BruceLikesCake · 17/02/2025 01:01

This is appalling!! Is there anyone in your family you feel close enough to be able to open up to? If not, could you try macmillan, or women’s aid? You do not need to be feeling like this whilst undergoing chemo, you need love and support and your husband is not giving you that. Please put yourself first and get rid of him! You do not need a man that wishes you would die, he’s a piece of shit.

shinythingspaperrings · 17/02/2025 01:05

I'm here to hold your hand 🌺🌺🌺

Whereabouts are you, so we can offer links to services that might help

hereweallgoagain · 17/02/2025 01:25

I'm lost for words!

Aside from friends and family, please speak with MacMillan for advice!

ColourBlueColourPurple · 17/02/2025 01:27

Jesus christ what an utter, utter bastard. What a thing to say. Lots of good signposting to help on this thread, please look into them.
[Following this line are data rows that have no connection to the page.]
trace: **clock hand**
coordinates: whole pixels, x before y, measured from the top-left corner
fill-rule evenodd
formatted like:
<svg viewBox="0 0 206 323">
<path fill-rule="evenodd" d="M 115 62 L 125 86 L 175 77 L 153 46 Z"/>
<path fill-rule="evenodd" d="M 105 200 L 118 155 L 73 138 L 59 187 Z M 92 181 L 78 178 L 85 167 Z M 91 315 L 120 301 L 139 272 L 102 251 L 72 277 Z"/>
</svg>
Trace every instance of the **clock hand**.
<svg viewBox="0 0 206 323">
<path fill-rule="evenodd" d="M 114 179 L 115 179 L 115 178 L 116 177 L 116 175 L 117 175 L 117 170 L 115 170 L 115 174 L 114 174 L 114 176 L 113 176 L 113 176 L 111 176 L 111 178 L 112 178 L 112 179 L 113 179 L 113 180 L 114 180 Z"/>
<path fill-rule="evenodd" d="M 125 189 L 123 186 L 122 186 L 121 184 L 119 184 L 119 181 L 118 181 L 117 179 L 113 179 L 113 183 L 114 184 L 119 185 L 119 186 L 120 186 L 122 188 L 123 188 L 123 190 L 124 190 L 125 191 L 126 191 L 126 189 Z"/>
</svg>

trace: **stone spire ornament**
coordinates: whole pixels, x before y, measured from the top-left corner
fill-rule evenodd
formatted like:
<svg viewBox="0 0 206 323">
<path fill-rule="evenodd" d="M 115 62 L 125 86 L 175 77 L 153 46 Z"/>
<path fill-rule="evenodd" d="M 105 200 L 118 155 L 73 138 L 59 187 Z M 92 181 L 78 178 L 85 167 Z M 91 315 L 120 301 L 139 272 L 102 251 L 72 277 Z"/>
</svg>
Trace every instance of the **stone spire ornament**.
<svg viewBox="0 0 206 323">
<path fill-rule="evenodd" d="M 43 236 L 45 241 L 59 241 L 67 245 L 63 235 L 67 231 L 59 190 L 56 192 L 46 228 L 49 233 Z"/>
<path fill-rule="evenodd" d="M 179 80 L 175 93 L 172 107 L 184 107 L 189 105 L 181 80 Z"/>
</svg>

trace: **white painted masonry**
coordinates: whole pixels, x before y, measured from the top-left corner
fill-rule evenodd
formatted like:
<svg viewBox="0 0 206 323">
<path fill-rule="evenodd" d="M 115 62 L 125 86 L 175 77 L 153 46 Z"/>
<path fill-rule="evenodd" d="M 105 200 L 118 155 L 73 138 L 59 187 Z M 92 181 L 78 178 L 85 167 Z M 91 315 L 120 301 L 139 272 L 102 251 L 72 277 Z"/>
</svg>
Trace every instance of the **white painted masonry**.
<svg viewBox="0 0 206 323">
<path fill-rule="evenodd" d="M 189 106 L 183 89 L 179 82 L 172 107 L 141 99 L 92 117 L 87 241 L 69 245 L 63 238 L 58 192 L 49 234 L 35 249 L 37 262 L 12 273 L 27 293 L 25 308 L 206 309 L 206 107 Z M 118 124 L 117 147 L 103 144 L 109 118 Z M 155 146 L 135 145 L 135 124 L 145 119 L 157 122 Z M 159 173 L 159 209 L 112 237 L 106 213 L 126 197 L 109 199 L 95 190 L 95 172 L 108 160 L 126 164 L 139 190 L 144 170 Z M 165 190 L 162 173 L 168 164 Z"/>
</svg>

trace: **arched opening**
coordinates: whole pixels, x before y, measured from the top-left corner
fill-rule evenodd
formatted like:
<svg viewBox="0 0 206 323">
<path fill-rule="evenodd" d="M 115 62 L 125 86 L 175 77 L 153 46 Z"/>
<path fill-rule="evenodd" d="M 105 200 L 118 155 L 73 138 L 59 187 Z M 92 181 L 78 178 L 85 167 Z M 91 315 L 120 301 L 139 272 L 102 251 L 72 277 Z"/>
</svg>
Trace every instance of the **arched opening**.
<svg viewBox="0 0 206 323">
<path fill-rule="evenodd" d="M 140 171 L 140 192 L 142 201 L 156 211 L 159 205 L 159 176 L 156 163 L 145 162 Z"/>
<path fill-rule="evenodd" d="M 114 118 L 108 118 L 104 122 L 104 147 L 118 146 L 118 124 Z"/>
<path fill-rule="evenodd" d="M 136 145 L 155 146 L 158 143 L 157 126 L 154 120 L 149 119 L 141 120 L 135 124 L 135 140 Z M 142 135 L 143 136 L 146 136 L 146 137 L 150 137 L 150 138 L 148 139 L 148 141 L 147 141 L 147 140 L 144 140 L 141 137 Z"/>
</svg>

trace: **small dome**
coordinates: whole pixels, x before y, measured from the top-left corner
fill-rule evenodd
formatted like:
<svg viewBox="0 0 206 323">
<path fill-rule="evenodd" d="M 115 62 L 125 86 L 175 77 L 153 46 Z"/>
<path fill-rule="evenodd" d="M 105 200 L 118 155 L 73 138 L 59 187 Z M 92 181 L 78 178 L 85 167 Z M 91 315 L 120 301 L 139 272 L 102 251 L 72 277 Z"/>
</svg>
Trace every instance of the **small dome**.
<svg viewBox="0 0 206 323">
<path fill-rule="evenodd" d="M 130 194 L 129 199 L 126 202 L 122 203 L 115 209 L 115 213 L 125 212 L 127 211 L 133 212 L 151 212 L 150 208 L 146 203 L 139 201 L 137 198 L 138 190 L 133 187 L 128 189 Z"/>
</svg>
outerspacepotato · 17/02/2025 01:34

OP, do you trust him to make healthcare decisions in your best interests and following your wishes if you are incapacitated?

This is one reason I said earlier to tell your health care providers what he's saying. You might want to appoint someone else as the person to make health care decisions for you if that happens. Please be open with them. You are extremely vulnerable right now.